Though still relatively new, the program has been integrated into bid documents, with the goal of rolling it out on all of our projects. Nothing Hits the Floor allows us to address the three metrics of safety, quality and high performance construction, and by involving the subcontractors in the plan, we also utilize lean construction principles.

Director of Safety Dan Ruane shares his perspective on how the program improves safety: “To me, Nothing Hits the Floor has multiple benefits. Walking into a clean, well-organized project really sets the tone for the project…Placing debris into receptacles immediately keeps the job clean and eliminates slip and trip hazards. Storing materials and equipment on racks and in containers reduces manual lifting and promotes the use of mechanical assistance to move items when necessary. It also allows contractors to be more efficient and spend less time moving these items by hand.” 
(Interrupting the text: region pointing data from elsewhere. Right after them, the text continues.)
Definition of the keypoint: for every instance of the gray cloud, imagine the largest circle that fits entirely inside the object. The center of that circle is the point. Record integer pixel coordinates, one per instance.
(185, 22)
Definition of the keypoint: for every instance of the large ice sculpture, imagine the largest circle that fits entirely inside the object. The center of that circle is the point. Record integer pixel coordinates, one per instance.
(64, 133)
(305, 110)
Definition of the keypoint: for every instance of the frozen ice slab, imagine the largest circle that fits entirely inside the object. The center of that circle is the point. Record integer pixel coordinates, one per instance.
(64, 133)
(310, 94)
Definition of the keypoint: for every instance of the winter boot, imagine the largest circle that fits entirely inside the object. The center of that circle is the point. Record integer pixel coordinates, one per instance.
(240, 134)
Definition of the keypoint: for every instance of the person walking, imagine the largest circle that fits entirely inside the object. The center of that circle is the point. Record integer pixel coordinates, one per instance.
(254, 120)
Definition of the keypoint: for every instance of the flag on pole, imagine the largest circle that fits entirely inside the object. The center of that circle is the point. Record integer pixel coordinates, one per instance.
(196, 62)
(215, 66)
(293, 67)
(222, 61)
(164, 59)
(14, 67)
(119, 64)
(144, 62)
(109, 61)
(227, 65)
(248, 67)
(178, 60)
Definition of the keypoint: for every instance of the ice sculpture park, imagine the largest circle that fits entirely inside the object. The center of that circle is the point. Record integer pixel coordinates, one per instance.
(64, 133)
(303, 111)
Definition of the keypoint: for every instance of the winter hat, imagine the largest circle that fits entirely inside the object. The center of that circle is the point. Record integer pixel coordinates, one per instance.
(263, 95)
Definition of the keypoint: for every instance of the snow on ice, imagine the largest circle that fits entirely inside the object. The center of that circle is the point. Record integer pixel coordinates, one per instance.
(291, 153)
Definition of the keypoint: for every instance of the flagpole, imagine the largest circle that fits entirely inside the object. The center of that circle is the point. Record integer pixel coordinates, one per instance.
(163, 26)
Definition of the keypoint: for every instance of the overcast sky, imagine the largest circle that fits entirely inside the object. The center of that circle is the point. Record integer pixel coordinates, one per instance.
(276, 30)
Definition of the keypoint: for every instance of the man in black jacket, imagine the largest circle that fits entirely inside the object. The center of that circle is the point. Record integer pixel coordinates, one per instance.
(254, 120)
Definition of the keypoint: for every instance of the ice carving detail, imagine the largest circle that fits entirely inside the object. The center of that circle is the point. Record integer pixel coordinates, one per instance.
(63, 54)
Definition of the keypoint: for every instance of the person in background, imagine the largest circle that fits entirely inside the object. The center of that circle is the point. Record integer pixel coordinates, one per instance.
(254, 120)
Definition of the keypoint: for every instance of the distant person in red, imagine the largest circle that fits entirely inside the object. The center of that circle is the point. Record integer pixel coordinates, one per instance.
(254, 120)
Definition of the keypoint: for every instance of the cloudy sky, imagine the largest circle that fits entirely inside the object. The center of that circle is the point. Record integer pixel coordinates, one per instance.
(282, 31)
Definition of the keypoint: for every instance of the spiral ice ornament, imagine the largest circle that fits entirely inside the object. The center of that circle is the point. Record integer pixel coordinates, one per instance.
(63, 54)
A messy jobsite is more likely to put the tradesperson in the positon of making a decision about being productive, being safe or taking quality shortcuts. Since Nothing Hits the Floor addresses all of these, it encourages tradespeople to consider all three factors in their decisions.

A clean surface means higher quality execution, which also can result in a smaller punch list.

Director of Quality Management Corey Zussman appreciates Nothing Hits the Floor because, “it provides a clean work environment where the tradesmen can properly stage material. The site is orderly and clean, and this type of work environment fosters productive and quality driven tradesmen.”

A Better Building

Our tradespeople are on the front line, exposed to multiple hazards every day. We can’t control what architects specify – the materials or the required installation – but we can make sure our teams are well protected, from how long they are exposed to certain materials to the conditions in which they install the work. Further, by enforcing a clean, lean site, our clients receive a cleaner, healthier space at turnover.

Authors

Susan Heinking
Director of High Performance and Sustainable Construction

A licensed architect and LEED Fellow with a specialty in existing buildings, Susan has nearly a decade of experience designing and managing sustainability programs and initiatives. She serves as a resource for Pepper's sustainable projects in progress and is also an active advocate for sustainability. Her many areas of involvement include Chicago's Energy Benchmarking Ordinance, the AIA2030 Chicago Working Group, co-chairing Chicago's AIA COTE knowledge group, participating in RETROFIT Chicago and working with the Chicago Biomimicry Group. In addition, Susan serves on the USGBC Illinois Board of Directors. Most recently, Susan was named to ENR's 20 under 40 list.

Prior to joining Pepper, Susan was Vice President and Sustainability Leader for VOA Associates in their Chicago office. Among her accomplishments, she founded VOA’s first sustainability market, +IMPACT, which is focused on advancing green theory and firm-wide sustainability services. She guided the building certification process under various rating systems including Living Building Challenge, the various LEED Rating Systems and the Well Building Standard.

Susan's current vision for Pepper includes expanding the company's sustainability efforts to fully embrace the high performance aspects of both building performance and human performance. This includes enhancing existing efforts with energy modeling, ROI analysis and local utility incentives, as well as building on Pepper's "Nothing Hits the Floor" program and promoting the use of healthy materials.

 Susan holds a Master of Architecture from the University of Oregon and is an active presenter at industry conventions.